Even the colder nations of Europe were subject to the same epidemic terror for witchcraft, and 'a specimen of it was exhibited in the sober and rational country of Sweden about the middle of last century, an account of which, being translated into English by a respectable clergyman, Doctor Horneck, excited general surprise how a whole people could be imposed upon to the degree of shedding much blood, and committing great cruelty and injustice, on account of the idle falsehoods propagated by a crew of lying children, who, in this case, were both actors and witnesses.

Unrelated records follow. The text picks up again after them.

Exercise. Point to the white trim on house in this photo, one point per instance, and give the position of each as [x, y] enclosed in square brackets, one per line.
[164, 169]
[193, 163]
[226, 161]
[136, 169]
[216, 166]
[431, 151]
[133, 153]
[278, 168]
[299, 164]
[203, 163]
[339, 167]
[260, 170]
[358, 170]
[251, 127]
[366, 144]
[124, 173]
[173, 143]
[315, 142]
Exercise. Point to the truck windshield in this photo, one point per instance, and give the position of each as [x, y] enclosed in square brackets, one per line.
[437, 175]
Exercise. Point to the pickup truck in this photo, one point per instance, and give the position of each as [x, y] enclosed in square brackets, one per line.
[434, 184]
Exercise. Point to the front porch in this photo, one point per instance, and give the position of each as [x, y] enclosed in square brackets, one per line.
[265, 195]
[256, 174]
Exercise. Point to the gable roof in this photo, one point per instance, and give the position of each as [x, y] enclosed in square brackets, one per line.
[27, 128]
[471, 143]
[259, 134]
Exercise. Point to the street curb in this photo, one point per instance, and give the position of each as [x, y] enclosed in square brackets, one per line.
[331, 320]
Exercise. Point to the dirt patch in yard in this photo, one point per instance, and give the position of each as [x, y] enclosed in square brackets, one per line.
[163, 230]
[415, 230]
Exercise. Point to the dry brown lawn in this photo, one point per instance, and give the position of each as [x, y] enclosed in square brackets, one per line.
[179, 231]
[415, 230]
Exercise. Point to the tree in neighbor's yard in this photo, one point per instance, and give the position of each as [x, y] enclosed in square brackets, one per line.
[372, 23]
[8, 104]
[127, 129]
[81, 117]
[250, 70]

* The reader may sup full on such wild horrors in the Causes Celebris.
The melancholy truth, that " the human heart is deceitful above all things, and desperately wicked," is by nothing proved so strongly as by the imperfect sense displayed by children of the sanctity of moral truth. Both the gentlemen and the mass of the people, as they advance in years, learn to despise and avoid falsehood : the former out of pride, and from a remaining feeling derived from the days of chivalry, that the character of a liar is a deadly stain on their honour; the other, from some general reflection upon the necessity of preserving a character for integrity in the course of life, and a sense of the truth of the common adage, " that honesty is the best policy." But these are acquired habits of thinking. The child has no natural love of truth, as is experienced by all who have the least acquaintance with early youth. If they are charged with a fault while they can hardly speak, the first words they stammer forth are a falsehood to excuse it. Nor is this all. The temptation of attracting attention, the pleasure of enjoying importance, the desire to escape from an unpleasing task, or accomplish a holiday, will at any time overcome the sentiment of truth, so weak is it within them. Hence thieves and housebreakers, from a surprisingly early period, find means of rendering children useful in their mystery ; nor are such acolytes found to evade justice with less dexterity than the more advanced rogues. Where a number of them are concerned in the same mischief, there is something resembling virtue in the fidelity with which the common secret is preserved. Children, under the usual age of their being admitted to give evidence, were necessarily often examined in witch trials ; and it is terrible to see how often the little impostors, from spite, or in mere gaiety of spirit, have, by their arts and perseverance, made shipwreck of men's lives. But it would be hard to discover a case which, supported exclusively by the evidence of children (the confessions under torture excepted), and obviously existing only in the young witnesses' own imagination, has been attended with such serious consequences, or given cause to so extensive and fatal a delusion as that which occurred in Sweden.